Ya una vez, al poco rato de su llegada, estuvo a punto de producirse por su culpa un altercado. El joven camarero anotaba con ceño hosco los pedidos en una minúscula libreta. Se me hace que, aparte realizar a regañadientes su trabajo, le disgustaba sobremanera servir a gente de edad afín a la suya, y que por ello nos ponía mala cara y se mostraba muy poco inclinado a agradarnos. Le notó el Pulcro aquella cuerda tensa y se la quiso tañer, diciéndole de sopetón:
—Esclavo, ¿hay vodka en este cuchitril inmundo?

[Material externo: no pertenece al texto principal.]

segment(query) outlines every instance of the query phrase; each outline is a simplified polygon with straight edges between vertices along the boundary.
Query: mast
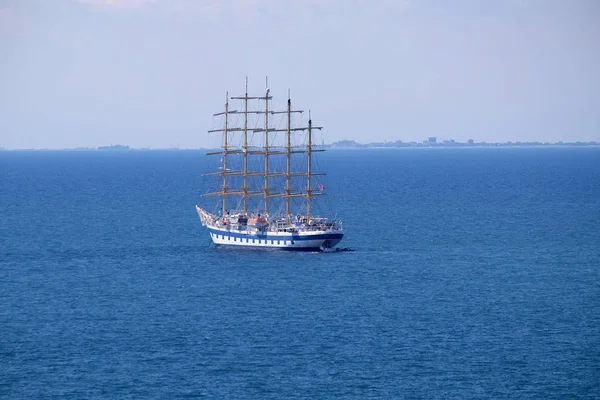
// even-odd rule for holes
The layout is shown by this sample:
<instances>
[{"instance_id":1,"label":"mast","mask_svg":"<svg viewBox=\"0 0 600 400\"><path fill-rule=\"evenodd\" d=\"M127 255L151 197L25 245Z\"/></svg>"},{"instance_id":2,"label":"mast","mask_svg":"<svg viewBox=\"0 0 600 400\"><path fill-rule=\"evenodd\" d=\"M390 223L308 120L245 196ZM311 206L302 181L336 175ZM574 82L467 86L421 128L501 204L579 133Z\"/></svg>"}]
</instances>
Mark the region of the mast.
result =
<instances>
[{"instance_id":1,"label":"mast","mask_svg":"<svg viewBox=\"0 0 600 400\"><path fill-rule=\"evenodd\" d=\"M288 110L287 110L287 114L288 114L288 126L287 126L287 149L286 149L286 158L287 158L287 168L285 171L285 180L286 180L286 184L285 184L285 194L286 194L286 199L285 199L285 215L287 217L287 219L290 219L290 194L292 193L292 185L291 185L291 155L292 155L292 139L291 139L291 124L292 124L292 100L290 99L290 91L288 89Z\"/></svg>"},{"instance_id":2,"label":"mast","mask_svg":"<svg viewBox=\"0 0 600 400\"><path fill-rule=\"evenodd\" d=\"M223 213L227 213L227 129L229 128L229 92L225 95L225 130L223 131Z\"/></svg>"},{"instance_id":3,"label":"mast","mask_svg":"<svg viewBox=\"0 0 600 400\"><path fill-rule=\"evenodd\" d=\"M244 96L244 183L242 191L244 192L242 198L244 203L244 214L248 213L247 200L248 200L248 77L246 77L246 94Z\"/></svg>"},{"instance_id":4,"label":"mast","mask_svg":"<svg viewBox=\"0 0 600 400\"><path fill-rule=\"evenodd\" d=\"M311 176L311 167L312 167L312 119L310 118L310 110L308 111L308 168L306 170L307 173L307 184L306 187L306 221L310 221L310 200L312 197L312 190L310 188L310 176Z\"/></svg>"},{"instance_id":5,"label":"mast","mask_svg":"<svg viewBox=\"0 0 600 400\"><path fill-rule=\"evenodd\" d=\"M265 78L265 215L269 214L269 78Z\"/></svg>"}]
</instances>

Quedó el chaval durante medio instante como muerto de pie; revivió de pronto, la cara crispada de ira, e hizo amago de arrojarse sobre el Pulcro, que sujetándose el sombrero de copa con una mano, se apresuró a buscar refugio tras la silla. Se interpuso Josu Ruiz entre los dos mocitos; pidió calma al uno, ordenó con ademán imperioso al otro que se sentase, todo ello a la manera de un director de colegio que, sin sacarse el puro de la boca, hiciera una demostración de autoridad reconciliando en público a Juanito y Pepito. Tomó después al camarero cordialmente por el hombro, y hablándole no sé qué cosa, se apartó con él y lo apaciguó. Convinieron ambos en el transcurso de su conversación privada que aquél no habría de estar pendiente de nuestra mesa, sino que cada uno de nosotros acudiría por su cuenta a la barra a pedir consumición. Me alegré yo muchísimo al saber esto, por lo que ya he contado en otra parte.